Wilder's Dr. Frederick Frankenstein (pronounced 'Fronkensteen') is a comic performance for the ages — a man desperately trying to escape his grandfather's legacy who is seduced by the excitement of reanimation. His hysterical outburst ('It's alive! It's alive!') is a masterclass in comedic escalation. Marty Feldman's Igor (pronounced 'Eye-gor') steals every scene with his wandering hump and deadpan non sequiturs. Peter Boyle's Monster, performing 'Puttin' on the Ritz' in top hat and tails, is the single funniest scene in any Mel Brooks film.
The film works because Brooks and Wilder loved the source material. This is not mockery — it is homage performed by people who understood exactly why the original films were great.

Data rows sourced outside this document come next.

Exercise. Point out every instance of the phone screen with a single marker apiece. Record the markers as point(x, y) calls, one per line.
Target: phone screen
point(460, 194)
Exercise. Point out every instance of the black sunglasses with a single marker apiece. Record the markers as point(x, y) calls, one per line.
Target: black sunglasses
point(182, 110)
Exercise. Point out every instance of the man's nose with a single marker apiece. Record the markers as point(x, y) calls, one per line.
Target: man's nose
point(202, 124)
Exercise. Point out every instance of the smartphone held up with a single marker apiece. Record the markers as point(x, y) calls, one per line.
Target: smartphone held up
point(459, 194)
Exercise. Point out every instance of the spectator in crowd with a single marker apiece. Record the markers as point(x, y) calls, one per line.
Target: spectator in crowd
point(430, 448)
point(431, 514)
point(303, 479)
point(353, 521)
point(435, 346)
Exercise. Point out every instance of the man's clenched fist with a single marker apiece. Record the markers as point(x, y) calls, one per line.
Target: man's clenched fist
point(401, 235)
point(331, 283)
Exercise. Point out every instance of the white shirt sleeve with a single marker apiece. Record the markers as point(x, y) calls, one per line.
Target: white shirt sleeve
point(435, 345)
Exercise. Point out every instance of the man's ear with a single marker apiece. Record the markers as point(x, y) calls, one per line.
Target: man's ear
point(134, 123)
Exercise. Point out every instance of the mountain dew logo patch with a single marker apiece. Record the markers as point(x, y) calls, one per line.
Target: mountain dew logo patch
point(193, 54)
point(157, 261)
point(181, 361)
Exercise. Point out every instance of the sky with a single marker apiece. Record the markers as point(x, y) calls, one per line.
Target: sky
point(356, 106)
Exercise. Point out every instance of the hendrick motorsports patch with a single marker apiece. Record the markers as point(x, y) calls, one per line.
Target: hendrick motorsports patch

The gothic atmosphere, the expressionist lighting, the swooping camera movements — all are faithful recreations that happen to be in service of comedy. Young Frankenstein proves that the best parody comes from respect, not contempt.
Fun Facts
Gene Wilder used the actual laboratory equipment from the 1931 Frankenstein film, which had been in storage at Universal for 40 years.
The 'Puttin' on the Ritz' sequence was improvised by Wilder and Peter Boyle during rehearsal.
Mel Brooks wanted to shoot in color, but Wilder insisted on black and white to match the original films.
Marty Feldman secretly moved the hump from side to side between scenes to see if anyone noticed — they did, and it became a running gag.